For a circle the perimeter is replaced with the circumference. And the area is the integral of the circumference, which makes sense
$ C = 2\pi r $
$ A = \int dr C = \int dr 2\pi r = \frac{1}{2} 2 \pi r^2 = \pi r^2 $
However, if we try to do this for a square we get
$ P = 4L $
$A = \int P dL = \int dL (4L) = 4 \left( \frac{1}{2} L^2 \right) = 2L^2 $
Which is not the area of the square
$A = L^2$
In fact it differs by a factor of 2. Why? It makes complete sense for the area to be the integral of the perimetre as it is the boundary and the integral of the boundary is the area but apparently it's not the case. What is the mathematical reason for this?

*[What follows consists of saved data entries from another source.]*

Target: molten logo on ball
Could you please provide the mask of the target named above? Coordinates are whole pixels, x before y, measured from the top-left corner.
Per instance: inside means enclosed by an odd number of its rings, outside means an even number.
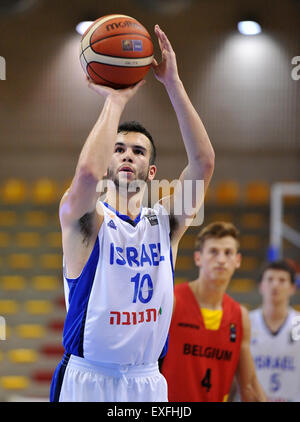
[[[6,61],[2,56],[0,56],[0,80],[6,80]]]
[[[121,21],[121,22],[114,22],[106,25],[106,31],[115,30],[118,28],[138,28],[143,29],[143,26],[140,25],[138,22],[132,21]]]

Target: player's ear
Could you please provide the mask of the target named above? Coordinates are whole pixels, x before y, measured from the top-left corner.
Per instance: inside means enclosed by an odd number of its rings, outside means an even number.
[[[151,164],[151,166],[149,166],[149,171],[148,171],[148,179],[149,180],[153,180],[156,174],[156,170],[157,167],[154,164]]]
[[[236,266],[235,266],[235,268],[240,268],[241,263],[242,263],[242,254],[241,254],[241,252],[239,252],[236,255]]]
[[[194,262],[196,267],[200,267],[201,265],[201,252],[200,251],[194,251]]]

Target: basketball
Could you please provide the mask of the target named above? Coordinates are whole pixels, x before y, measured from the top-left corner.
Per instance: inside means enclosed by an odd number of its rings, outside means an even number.
[[[96,84],[116,89],[134,85],[144,78],[152,59],[151,36],[130,16],[103,16],[82,35],[80,62]]]

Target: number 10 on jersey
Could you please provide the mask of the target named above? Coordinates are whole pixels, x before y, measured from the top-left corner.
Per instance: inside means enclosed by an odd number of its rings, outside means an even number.
[[[153,296],[153,282],[149,274],[144,274],[141,277],[141,273],[137,273],[130,279],[134,283],[133,303],[136,303],[137,299],[142,303],[148,303]],[[144,296],[145,295],[145,296]]]

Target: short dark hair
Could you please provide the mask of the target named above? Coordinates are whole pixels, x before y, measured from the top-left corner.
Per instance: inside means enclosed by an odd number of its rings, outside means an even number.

Let $\delta$ be an infintessimally small positive number, and let $L$ and $r$ all be positive numbers.
Let $S$ be a square where the sides have length $L$ and where $S$ is centered at the origin, and let $S'$ be a square where the sides have length $L+\delta$ and where $S'$ is centered about the origin. What What is the area of $S'\setminus S$? Well, the corners of $S$ are at $\Big(\pm \frac{L}{\color{red}{2}}, \pm \frac{L}{\color{red}{2}} \Big)$, while the corners of $S'$ are at $\Big(\pm \frac{L+\delta}{\color{red}{2}}, \pm \frac{L+\delta}{\color{red}{2}} \Big)$. This implies that the area of $S' \setminus S$ is about $4 \times L \times \frac{\delta}{\color{red}{2}}$ $=2L$ $=$ $\frac{P \delta}{\color{red}{2}}$, where $P=4L$ is the perimeter of $S$. Can you use this to make a correction in your OP? In particular, can you note that the area $A$ of a square where the sides have length $L_0$ satisfies $A = \int_0^{L_0} 4L (\frac{dL}{2})$, instead of $\int_0^{L_0} 4L dL$ as you had?

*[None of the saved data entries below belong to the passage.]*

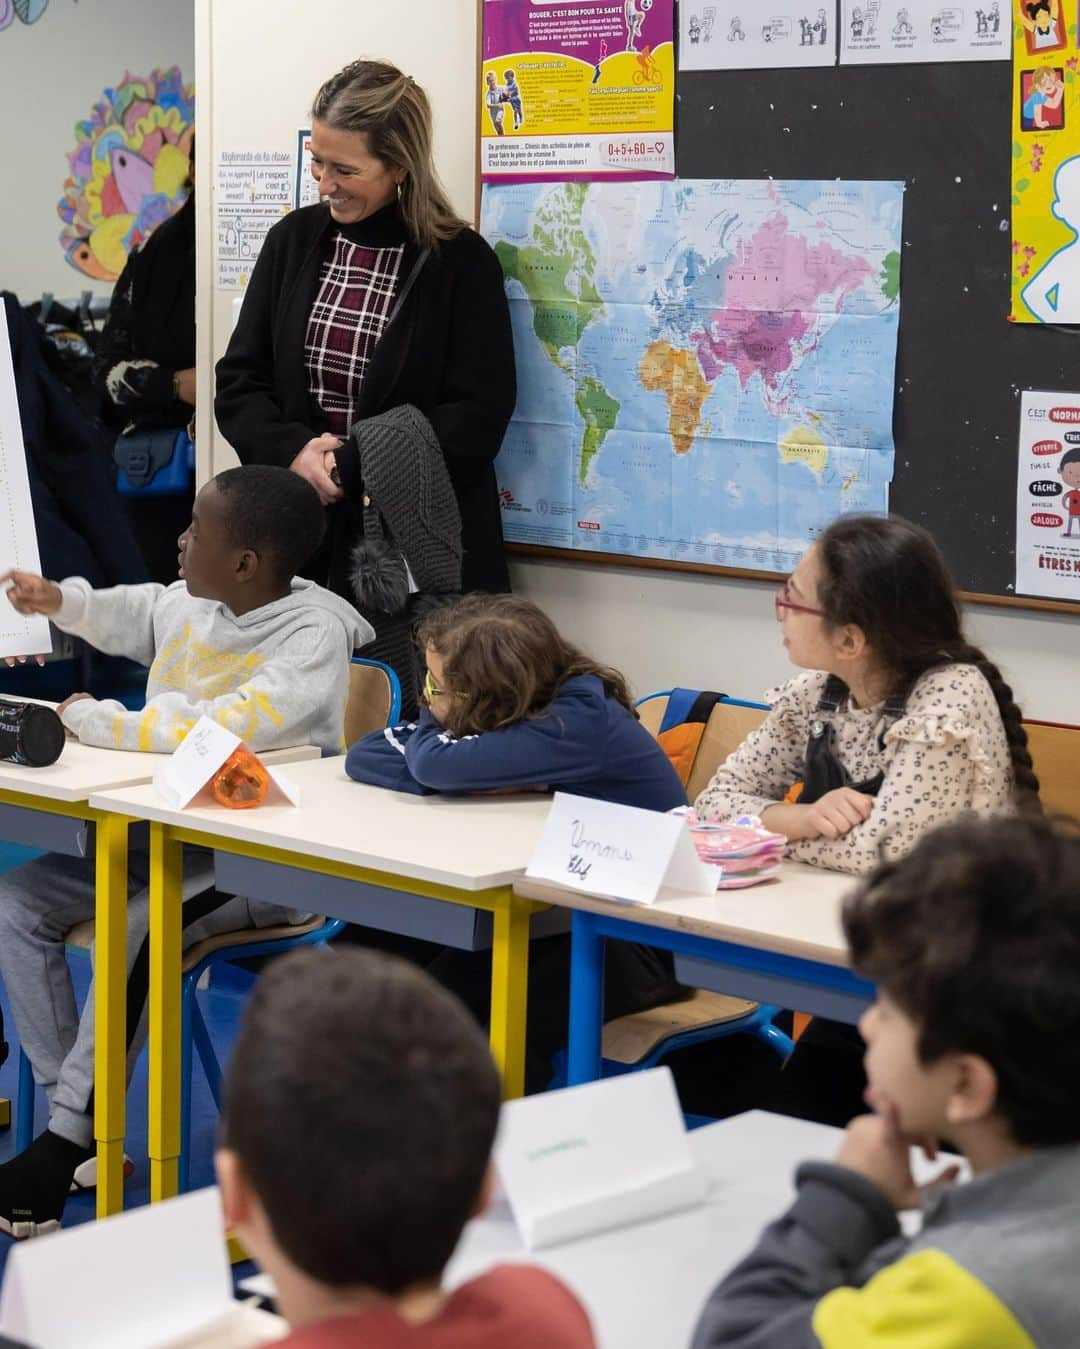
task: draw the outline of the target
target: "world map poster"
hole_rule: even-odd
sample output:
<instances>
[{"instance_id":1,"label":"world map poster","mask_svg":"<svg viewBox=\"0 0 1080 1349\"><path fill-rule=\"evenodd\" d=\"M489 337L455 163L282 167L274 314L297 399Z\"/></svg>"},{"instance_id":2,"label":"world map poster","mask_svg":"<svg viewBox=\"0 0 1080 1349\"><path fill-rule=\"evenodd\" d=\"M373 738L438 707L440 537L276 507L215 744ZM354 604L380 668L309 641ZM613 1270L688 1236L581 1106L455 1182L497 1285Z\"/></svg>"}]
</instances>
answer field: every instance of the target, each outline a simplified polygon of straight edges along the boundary
<instances>
[{"instance_id":1,"label":"world map poster","mask_svg":"<svg viewBox=\"0 0 1080 1349\"><path fill-rule=\"evenodd\" d=\"M514 542L790 570L888 509L903 183L488 185Z\"/></svg>"}]
</instances>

Compare this to the area of $C' \setminus C$, where $C'$ is a circle of diameter $\ell'=2r+\delta$ [and thus radius $r'=r+\frac{\delta}{2}$] centered at the origin, and $C$ a circle of diameter $\ell=2r$ [and thus radius $r$] centered at the origin. Note that the area of $C' \setminus C$ is about $(2\pi r) \frac{\delta}{\color{red} 2}$, or equivalently, $\frac{\ell \pi \delta}{\color{red}{2}}$. Can you note that the area $A$ of the circle of radius $r_0$ and equivalently diameter $\ell_0=2r_0$ is satisfies the equation $A=\int_0^{\ell_0} (\pi \ell) \frac{d\ell}{2}$ $= \int_0^{2r_0} (\pi \ell) \frac{d\ell}{2}$? Just as $A$ also satisfies the equation $A=\int_0^{r_0} (2\pi r) dr$?